Dickon Levinge

Author, Photographer & Boater

3rd Navigation: One Year Later. Harefield to Rickmansworth

22/5/2022

Bunting At Ricky Fest, 2022

The more astute of you will have noticed that it has been almost a year since my last entry. Naturally, I’m going to play the covid card on this one. …’Nuff said.

Upon reviewing my last entry, from August 2021, I see that on my trip from Uxbridge to Rickmansworth I mostly lamented the construction of the HS2 debacle and the pandemic’s cancellation of the Rickmansworth Canal Festival. The bad news is that the railway construction continues to put a blight on beautiful landscape of Denham: pile drivers continue to drive us all to the point of insanity. The good news is that the Rickmansworth Canal Festival is finally back on –and happened to occur in perfect time for me to attend.

The four hour trip to Ricky merrily sped past, in spite of the drizzle, thanks to my sharing the latter four of the five locks with a lovely vintage narrowboat piloted by an excellent bloke by the name of James. When moving a narrowboat through the wider locks we have down south it’s always much easier to have a lock partner. A pair of seven foot beam boats slot in perfectly and so, as the water either rushes in or gushes out (although in many of the ill maintained locks it’s more like trickles in and seeps out) they manage much better than one alone.

The festival, which took place last weekend and from which I finally recovered at about five o’clock yesterday afternoon, was a proper boaters’ weekender featuring live performances and organic cider from MJ of the Widgeon Theatre Boat (widgeontheatreboat.com), with whom I was fortunate enough to moor a mere two boats from, and a real ale beer tent with a much needed sawdust floor. There was also a plethora of stalls selling all manner of items ranging from fantastically imaginative craft ales at The Creative Juices Brewing Company (creativejuicesbrewingcompany.com) and superb Viking inspired leather goods hand stitched by Martyn Walden (www.leathercarver.co.uk).

The usual flotilla of historical boats that attends these events were all present and accounted for and, this Jubilee year, bedecked with even more bunting than the norm. Rickmansworth’s resident historical boat, Roger, was open to visitors and definitely worth viewing, just to see the astoundingly cramped conditions in which working boaters of yore, along with their, families would live. Imagine six foot by six foot space then put in two bunk beds, a wood burning stove with a cooking plate along with the pots, pans and kettle, then visualise two adults and three children of varying ages crammed in. I wonder if people ever appreciated the hardship of the lifestyles they endured so that the rest of his could have our goods and chattels delivered across the country.

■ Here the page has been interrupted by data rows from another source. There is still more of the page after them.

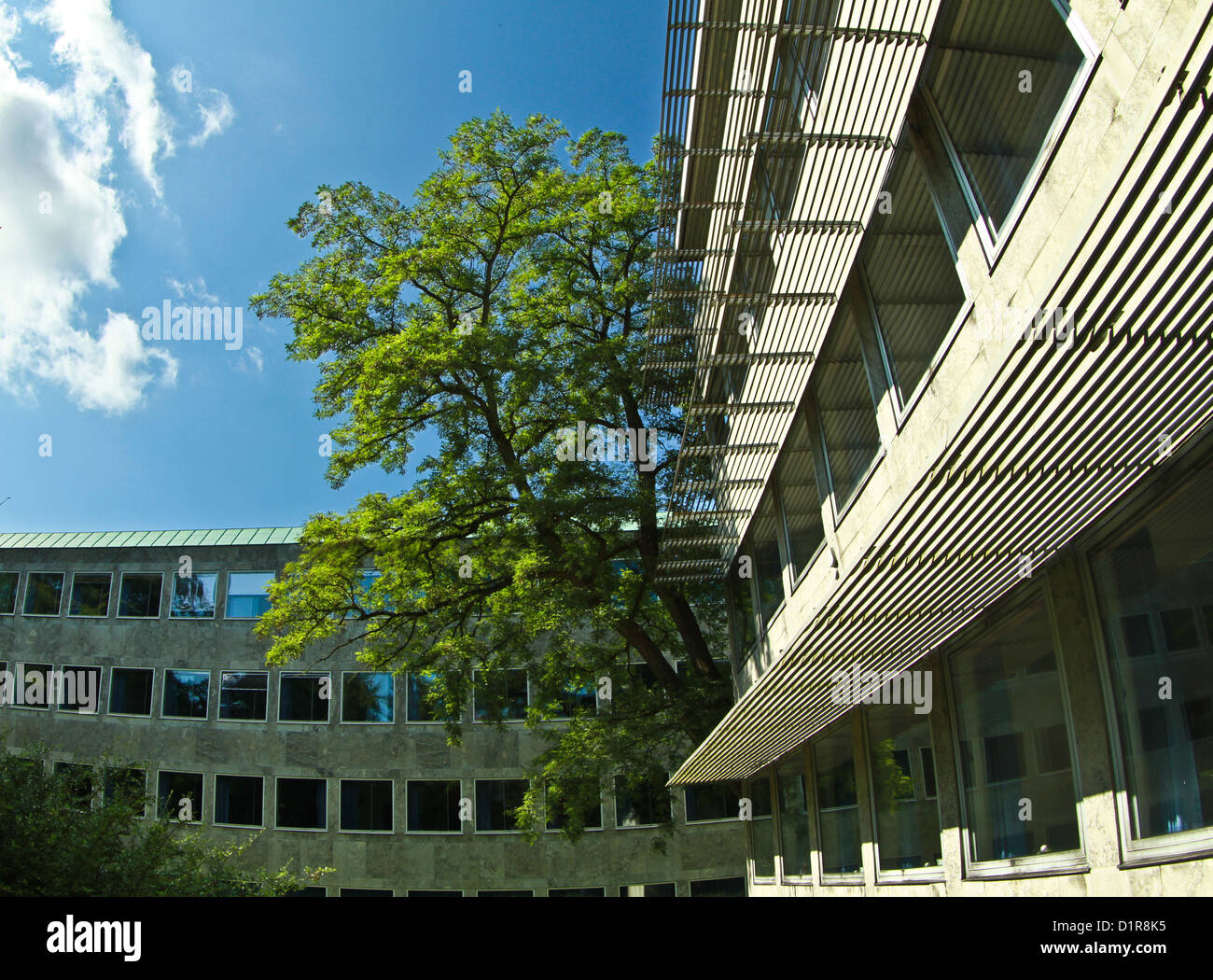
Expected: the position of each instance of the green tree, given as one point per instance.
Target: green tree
(61, 838)
(506, 304)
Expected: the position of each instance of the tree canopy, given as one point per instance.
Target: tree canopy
(502, 312)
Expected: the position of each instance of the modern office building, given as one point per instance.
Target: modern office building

Tug Of War, Rickmansworth Festival 2022

The highlight of the festival was, as always, the tug of war competitions (pictured in the second photograph) where various boats pit their engines against each other. A raucous and entertaining event that raises as many cheers as it does churn up white water. Only topped this year, at least for me, by the two WW2 aeroplane flyovers: on Saturday a spitfire and on Sunday a Lancaster. The photograph below is of one of my visiting boater guests, Mrs B, waving at the latter. It is she and her husband, Mr B, who I hold entirely responsible for my extended hangover. Although, I still look forward to a repeat performance in 2023!

Lancaster Flyover,Rickmansworth Festival 2022

That wraps up this entry – other than to mention one last piece of boaty business, which is that it appears my very expensive leisure batteries, on which a boater depends for day-to-day living such as lights, water pumps and charging devices, are completely banjaxed. My fault entirely for neglecting them, I’m afraid.

Until then, be ye boater or landlubber, may you have a wonderful Jubilee weekend – and God save The Queen.